Paulo Vannuchi, que ocupou a Secretaria de Direitos Humanos durante o segundo mandato de Luiz Inácio Lula da Silva, entende que o Supremo terá de reformar sua visão, mais cedo ou mais tarde, e quanto antes o faça, melhor. A oportunidade é o agravo apresentado pela Ordem dos Advogados do Brasil (OAB) após a divulgação da sentença da Corte solicitando nova avaliação sobre a Lei de Anistia.
Ele acredita, porém, que não cabe esperar dos magistrados a resposta mais adequada para o caso. “A militância dos direitos humanos e a melhor democracia brasileira têm de reunir condições para oferecer imediatamente ao Supremo recursos para que possa rever sua decisão”, diz Vannuchi.

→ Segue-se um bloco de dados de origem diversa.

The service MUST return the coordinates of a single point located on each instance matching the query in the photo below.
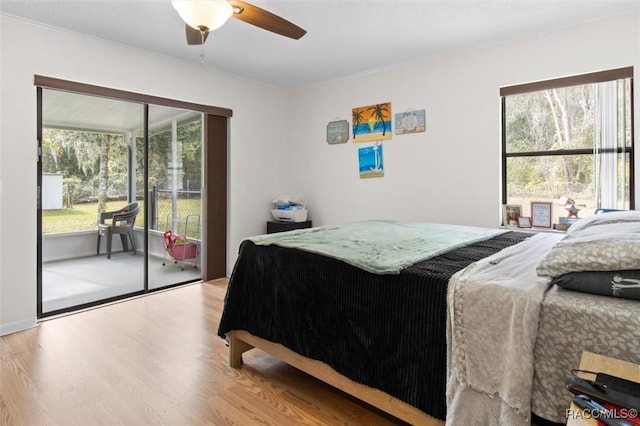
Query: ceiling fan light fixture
(203, 15)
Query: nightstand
(278, 226)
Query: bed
(383, 337)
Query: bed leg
(236, 348)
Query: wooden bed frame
(241, 341)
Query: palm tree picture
(371, 122)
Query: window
(569, 139)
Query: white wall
(256, 138)
(450, 173)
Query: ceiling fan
(203, 16)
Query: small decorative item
(337, 131)
(410, 122)
(540, 214)
(524, 222)
(510, 214)
(372, 122)
(370, 161)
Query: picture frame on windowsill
(540, 214)
(524, 222)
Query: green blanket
(380, 247)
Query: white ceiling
(344, 37)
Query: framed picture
(337, 132)
(524, 222)
(540, 214)
(510, 214)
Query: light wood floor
(157, 360)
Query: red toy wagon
(179, 248)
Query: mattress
(571, 322)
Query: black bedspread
(384, 331)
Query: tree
(103, 174)
(356, 118)
(378, 112)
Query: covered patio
(71, 273)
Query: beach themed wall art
(370, 161)
(411, 121)
(371, 122)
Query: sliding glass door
(120, 212)
(174, 188)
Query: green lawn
(84, 217)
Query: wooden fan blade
(195, 36)
(261, 18)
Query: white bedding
(493, 309)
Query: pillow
(624, 284)
(632, 216)
(591, 251)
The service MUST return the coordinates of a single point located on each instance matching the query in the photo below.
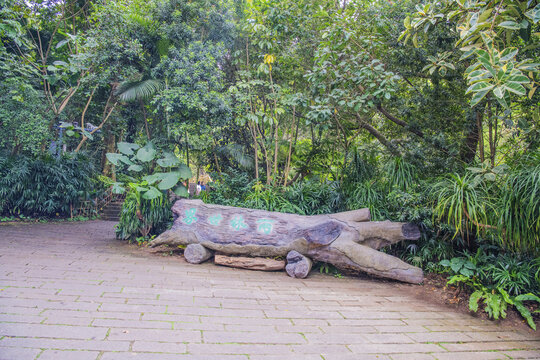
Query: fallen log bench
(347, 240)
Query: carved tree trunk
(347, 240)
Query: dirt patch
(433, 290)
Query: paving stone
(523, 354)
(470, 356)
(18, 353)
(68, 355)
(47, 343)
(53, 331)
(159, 347)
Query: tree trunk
(470, 143)
(110, 146)
(347, 240)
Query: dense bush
(141, 217)
(45, 186)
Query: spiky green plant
(400, 173)
(463, 202)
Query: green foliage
(146, 209)
(519, 206)
(460, 266)
(462, 201)
(143, 217)
(495, 298)
(44, 186)
(400, 173)
(483, 28)
(171, 174)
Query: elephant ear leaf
(152, 193)
(135, 167)
(181, 190)
(184, 171)
(169, 160)
(168, 180)
(146, 153)
(127, 148)
(115, 159)
(151, 179)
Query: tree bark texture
(346, 240)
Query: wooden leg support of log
(298, 266)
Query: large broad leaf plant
(152, 171)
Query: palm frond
(138, 90)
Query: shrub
(142, 217)
(44, 186)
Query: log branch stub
(196, 254)
(255, 263)
(298, 265)
(347, 240)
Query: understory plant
(495, 299)
(495, 279)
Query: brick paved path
(70, 291)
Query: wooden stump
(346, 240)
(196, 253)
(298, 266)
(251, 263)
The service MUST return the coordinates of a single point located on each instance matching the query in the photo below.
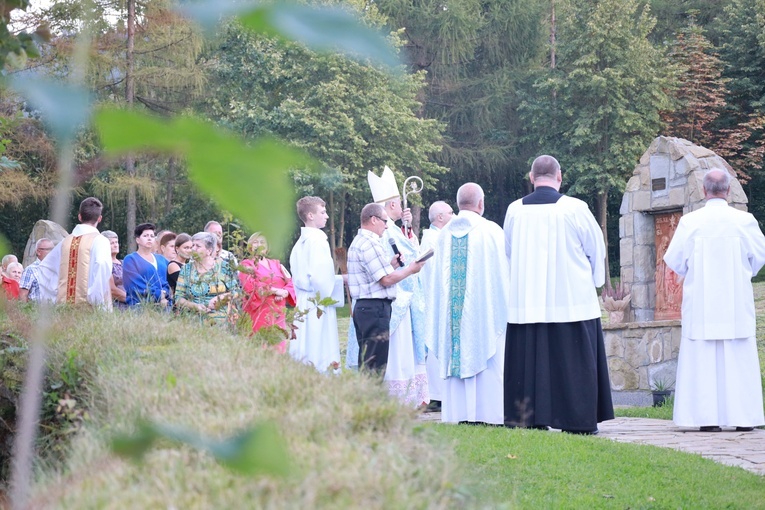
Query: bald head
(716, 183)
(545, 171)
(440, 213)
(470, 198)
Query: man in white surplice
(439, 214)
(717, 250)
(469, 301)
(79, 269)
(556, 371)
(316, 340)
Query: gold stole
(74, 271)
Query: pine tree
(477, 55)
(598, 109)
(700, 96)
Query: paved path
(742, 449)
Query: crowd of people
(490, 324)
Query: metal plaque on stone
(669, 292)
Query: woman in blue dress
(144, 274)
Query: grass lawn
(535, 469)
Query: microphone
(395, 250)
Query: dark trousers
(371, 318)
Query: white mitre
(383, 188)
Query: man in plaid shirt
(371, 280)
(30, 288)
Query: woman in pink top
(268, 290)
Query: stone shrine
(667, 183)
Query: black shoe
(582, 432)
(433, 407)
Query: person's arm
(181, 292)
(396, 276)
(117, 293)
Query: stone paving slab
(742, 449)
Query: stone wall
(668, 178)
(640, 353)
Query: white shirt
(718, 249)
(557, 259)
(99, 275)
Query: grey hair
(40, 241)
(546, 167)
(210, 240)
(211, 223)
(469, 195)
(436, 208)
(717, 181)
(370, 210)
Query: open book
(424, 255)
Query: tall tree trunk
(602, 206)
(332, 239)
(553, 30)
(341, 230)
(171, 173)
(129, 96)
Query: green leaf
(259, 450)
(323, 29)
(5, 246)
(65, 108)
(135, 446)
(252, 182)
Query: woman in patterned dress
(206, 285)
(118, 288)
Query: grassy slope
(351, 445)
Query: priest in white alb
(79, 269)
(406, 373)
(439, 214)
(717, 250)
(556, 373)
(316, 340)
(469, 300)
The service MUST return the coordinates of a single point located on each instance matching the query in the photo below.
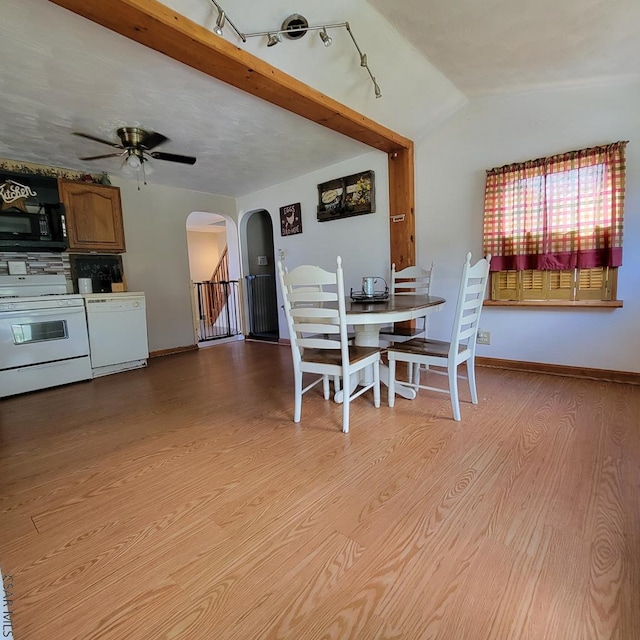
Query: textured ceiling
(61, 73)
(495, 46)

O ex-ministro pensa que teria pouco efeito acionar as instâncias inferiores por conta do conservadorismo predominante em questões de direitos humanos. Em novembro, o Tribunal Regional Federal da 3ª Região extinguiu o processo que cobrava a responsabilização civil de integrantes da Operação Bandeirante, entre os quais os torturadores de Dilma. O desembargador Santoro Facchini argumentou que, sob a ótica da legislação nacional, os crimes prescreveram, e não se deve tomar em conta os tratados internacionais firmados pelo país, o que levou a Procuradoria Regional da República a lembrá-lo sobre o teor destes tratados, alguns deles básicos, e indicar que o país está “vinculado internacionalmente ao conceito de crime contra a humanidade”.
“É o discurso canhestro do soberanismo”, aponta Vannuchi, que lembra que o Brasil aderiu voluntariamente à Convenção Americana de Direitos Humanos, que o obriga a cumprir as decisões da Corte Interamericana. “Tem-se todo o direito de discordar da decisão, mas neste caso o que está dizendo é o que, sob qualquer exame do Direito, será inequívoco”. Vannuchi acrescenta ainda que um bom trabalho da Comissão da Verdade poderá fornecer instrumentos valiosos para ações judiciais e para que se mude a visão sobre o tema.
Beatriz Affonso, diretora do Centro de Justiça e Direito Internacional (Cejil) para o Brasil, um dos órgãos responsáveis pela ação apresentada à OEA, não acredita nessa visão. Ela lembra que a composição do STF muda lentamente e cobra uma postura firme do governo Dilma. “É um contexto muito diferente dos outros países. Passou muito tempo. A gente tem de lidar com o cenário. Precisa de um fortalecimento de uma posição política séria.”